They do have a library of stuff they own or license, too, though I personally am not interested in much of it. It’s worth mentioning that some of it involves reasonable investment with celebrity readers or more expensive production. (I can’t stand any of that. A second reader for different chapters is tolerable; more is not.)

It’s 36 for 3 credits after that, with occasional sales of two specific titles for one credit or discounts on cash price. I’m not sure how they structure their actual deals with publishers, but I am reasonably sure that they’re leveraging their market position hard to sell some of those books at those prices, because they’re way less than anywhere else including other formats.

15 hours makes the whole “we include audiobooks in your subscription” to be a pretty token service, though. That’s not that much time.

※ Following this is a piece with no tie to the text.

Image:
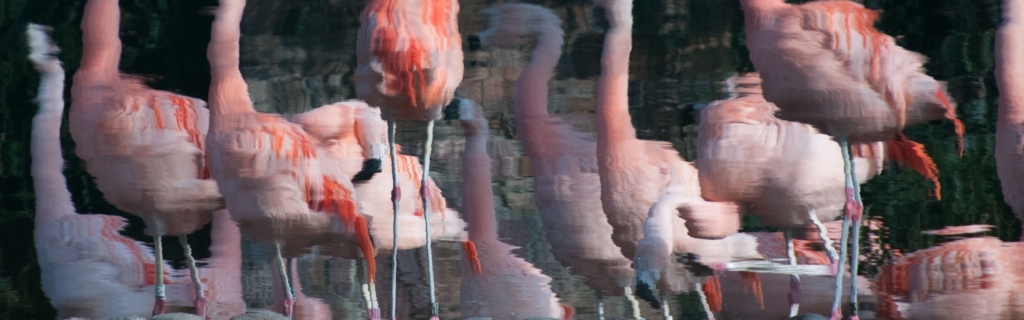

There is at least one actual subscription audiobook service that is close to unlimited* and has a decent library (though it’s older and less known content, and discoverability it pretty bad). I’ve found several series I’ve read 10-20 books in a row of a month through scribd. (I can provide a referral for a free trial on request. Not trying to advertise though). I’m guessing Spotify is going for high profile stuff, though, and that costs more.

*How it works is that certain publisher deals will only let you listen to a certain number from an author or in a series in a month, then you have to wait until the next month for the rest. But you can still access the rest of their library.